Dopo che Lorenzo Brancati di Lauria, primo custode della Biblioteca apostolica Vaticana, fu elevato alla porpora, ai primi di gennaio del 1682 il papa chiamò a sostituirlo il G., che da trent'anni aspirava a quel ruolo. La direzione del G., che compilò il primo catalogo dei manoscritti di Urbino (Bibl. apost. Vaticana, Urb. lat., 1388), fu caratterizzata da una serrata campagna di acquisti di opere a stampa contemporanee, segnalate spesso al G. dai suoi corrispondenti eruditi di tutta Europa: per sua iniziativa, per esempio, furono acquistati i libri degli Altemps. Il G. ricevette con liberalità più tardi rimpianta i savants che giungevano in Vaticano, tra i quali J.F. Gronovius nel 1680. Lasciò alla Vaticana i codici Vat. Graeci 1950 e 1953, buona parte dei manoscritti contenenti la sua opera letteraria ed erudita, nonché i suoi copialettere.
Il G. morì a Roma il 2 maggio 1683 e fu sepolto in S. Girolamo degli Illirici.

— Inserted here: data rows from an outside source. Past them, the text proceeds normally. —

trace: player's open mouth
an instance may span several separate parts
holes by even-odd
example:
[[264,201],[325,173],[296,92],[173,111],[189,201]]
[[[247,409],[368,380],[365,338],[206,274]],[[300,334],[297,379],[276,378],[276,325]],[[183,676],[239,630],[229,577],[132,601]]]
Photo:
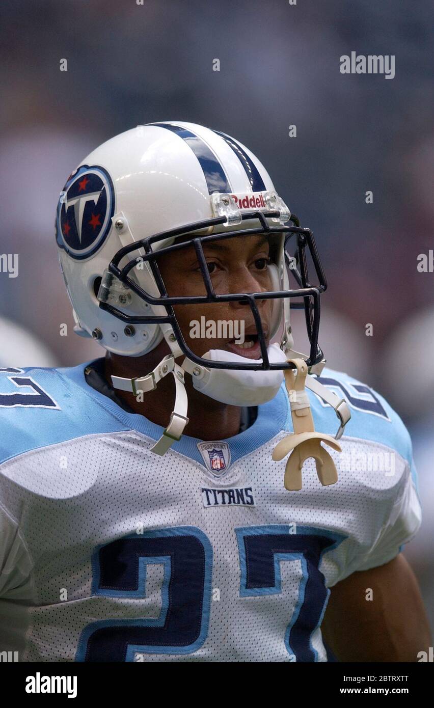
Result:
[[231,339],[227,343],[227,348],[229,351],[239,354],[240,356],[246,357],[247,359],[261,358],[261,346],[257,334],[246,334],[242,344],[237,344],[236,340]]

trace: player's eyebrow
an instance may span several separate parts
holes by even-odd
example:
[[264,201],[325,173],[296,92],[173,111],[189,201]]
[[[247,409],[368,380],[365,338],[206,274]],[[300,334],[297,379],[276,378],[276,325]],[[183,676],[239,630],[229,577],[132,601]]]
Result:
[[[268,243],[268,238],[263,234],[258,234],[258,236],[259,236],[258,240],[256,244],[252,244],[251,241],[250,241],[250,244],[251,244],[252,246],[252,249],[253,248],[258,249],[260,246],[263,246],[265,244]],[[249,238],[249,237],[247,236],[247,239]],[[250,238],[251,238],[251,236],[250,236]],[[217,241],[215,242],[213,242],[212,241],[210,240],[208,241],[202,243],[202,245],[204,249],[205,248],[210,249],[210,250],[212,251],[228,251],[230,249],[230,246],[229,244],[231,240],[232,239],[222,239],[221,241]],[[247,244],[249,244],[249,241],[247,241]]]

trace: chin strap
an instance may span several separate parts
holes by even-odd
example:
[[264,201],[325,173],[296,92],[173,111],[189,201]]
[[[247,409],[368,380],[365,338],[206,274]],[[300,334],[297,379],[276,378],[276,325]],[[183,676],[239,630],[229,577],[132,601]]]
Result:
[[[350,418],[346,402],[339,400],[336,394],[329,391],[316,379],[309,377],[307,380],[307,367],[302,359],[290,359],[297,367],[297,377],[294,369],[285,370],[285,383],[290,396],[291,416],[294,433],[280,440],[273,452],[273,459],[282,459],[290,453],[285,469],[285,487],[290,491],[302,489],[302,468],[306,459],[313,457],[316,467],[318,478],[323,486],[334,484],[338,481],[338,473],[331,456],[321,445],[321,441],[338,452],[342,452],[336,442],[342,435],[343,428]],[[322,433],[316,433],[314,419],[310,409],[309,397],[304,387],[329,404],[338,416],[341,425],[336,438]]]
[[175,379],[176,396],[175,406],[171,414],[169,425],[163,435],[155,445],[151,447],[151,452],[156,455],[164,455],[176,440],[181,440],[184,428],[188,423],[187,418],[188,399],[185,387],[184,385],[184,372],[178,364],[175,363],[173,354],[169,354],[161,360],[154,371],[146,376],[135,379],[125,379],[121,376],[112,376],[112,382],[115,389],[127,391],[135,396],[140,393],[154,391],[157,384],[168,374],[172,374]]

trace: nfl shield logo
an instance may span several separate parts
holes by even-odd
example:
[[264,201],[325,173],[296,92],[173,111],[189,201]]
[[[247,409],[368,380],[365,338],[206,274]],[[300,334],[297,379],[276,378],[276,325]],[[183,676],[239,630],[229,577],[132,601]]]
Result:
[[215,447],[213,447],[212,450],[208,450],[208,455],[210,455],[211,469],[218,469],[219,471],[224,469],[226,462],[221,450],[216,450]]

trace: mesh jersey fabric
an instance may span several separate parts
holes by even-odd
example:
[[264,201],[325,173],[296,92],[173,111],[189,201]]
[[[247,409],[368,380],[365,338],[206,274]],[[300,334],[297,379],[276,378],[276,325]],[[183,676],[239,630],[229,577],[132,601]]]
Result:
[[[411,444],[377,393],[320,380],[352,418],[339,475],[283,486],[282,386],[226,440],[219,470],[183,436],[89,386],[84,369],[0,371],[0,634],[21,661],[326,661],[329,588],[388,562],[421,523]],[[315,428],[334,411],[309,392]]]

Fonti e Bibl.: Roma, Arch. Capitolino, Arch. Urbano, XLIV, 29, 2 maggio 1683 (testamento del G., rogato il 27 nov. 1676); XLIV, 25, 2 maggio 1683 (inventario dei beni del G.); Arch. di Stato di Firenze, Mediceo del principato, 1084, 3940, 3947 (corrispondenza con Cosimo III); 5543 (corrispondenza del cardinale Leopoldo de' Medici, contenente notizie sulla carriera del G.); Firenze, Bibl. nazionale, Baldovinetti, 258, vol. V (dieci lettere del G. a C.R. Dati, 1667-71); Galileiani, 163, 247, 252, 254 (carteggio del G. con V. Viviani); Lettere dettate dal card. Sforza Pallavicino…, a cura di G.B. Galli Pavarelli, Roma 1668, passim; Sylloges epistolarum a viris illustribus scriptarum tomi quinque, collecti…, Leideae 1727, passim; Iscrizioni delle chiese e d'altri edificii di Roma…, a cura di Vincenzo Forcella, III, Roma 1875, p. 340 n. 768; Cristina di Svezia. Mostra di documenti vaticani, Città del Vaticano 1966, pp. 23, 29 s.; S. Krasič, S. Gradič (1613-1683) diplomatico e prefetto della Biblioteca apostolica Vaticana, Roma 1987 (alle pp. 11-20, 218-233 elenchi delle opere del G. a stampa e manoscritte, delle fonti edite e inedite, nonché una ricca bibliografia); G. Panizza, Studi sui primordi del giornalismo letterario in Italia, I, Francesco Nazari, estensore del primo giornale romano, in Studi secenteschi, XXIV (1983), pp. 161 s.; E. Paratore, La poesia latina di Giunio Palmotta e S. G., in Barocco in Italia e nei paesi slavi del Sud, a cura di V. Branca - S. Graciotti, Firenze 1983, pp. 1-12; J.-M. Gardair, Le "Giornale de' letterati" de Rome (1668-1681), Firenze 1984, p. 76; S. Krasič, Un precursore dell'unità europea: S. Gradič di Dubrovnik, in Angelicum, LXIV (1987), pp. 476-525; A. Robinet, G.W. Leibniz, Iter Italicum. La dynamique de la république des lettres, Firenze 1988, passim; S. Rotta, L'Accademia fisico-matematica ciampiniana: un'iniziativa di Cristina, in Cristina di Svezia. Scienza ed alchimia nella Roma barocca, Bari 1990, p. 109; P.O. Kristeller, Iter Italicum, Index voll. I-VI, ad nomen (sono segnalate lettere e opere del G.).